HHS officially named shared service provider for grants management systems
The Department of Health and Human Services finally received its formal designation as a shared service provider for grants management systems Monday.
As an official quality services management office (QSMO), HHS can now stand up a marketplace and its customer agencies choose from a catalog of cloud-based systems and services offered by federal shared service providers.
While HHS presented its implementation plan to the Shared Services Governance Board last July, it had the longest road to becoming the fourth QSMO because it lacked a preexisting shared services model like the others.
“The grants QSMO is unique in that its marketplace will have a direct impact on the public at large,” Federal CIO Basil Parker said in the announcement. “Modernizing and leveraging shared grant solutions across the government should improve the user experience and service quality for the grants community and the federal government.”
Systems HHS’s marketplace will cover include grant management of pre-awards, awards, post-awards and closeouts, as well as recipient oversight.
The QSMO has its roots in the HHS ReInvent Grants Management Initiative proposed in 2017 as part of ReImagine HHS, the goal of which was to reduce administrative burden while improving transparency and efficiency.
Sharing quality services is Cross-Agency Priority Goal 5 in the current President’s Management Agenda, and the Office of Management and Budget is charged with designating QSMOs for standardizing agencies’ IT.
The other initial, official QSMOs include the Cybersecurity and Infrastructure Security Agency for cybersecurity services, Treasury Department for financial management services and General Services Administration for human resources services.

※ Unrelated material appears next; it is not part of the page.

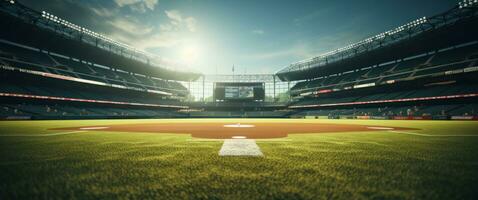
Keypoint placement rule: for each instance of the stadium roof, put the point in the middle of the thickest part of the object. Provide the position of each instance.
(52, 33)
(458, 25)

Just because HHS lacked a formal QSMO designation doesn’t mean its work toward a marketplace stopped.
“While we’re awaiting formal designation, we’ve been making significant progress in understanding the existing grants management ecosystem, engaging stakeholders including federal service providers, and supporting business offices bringing quality shared services to the market to accelerate the impact once we are designated,” said Alice Bettencourt, QSMO executive lead for HHS, in September.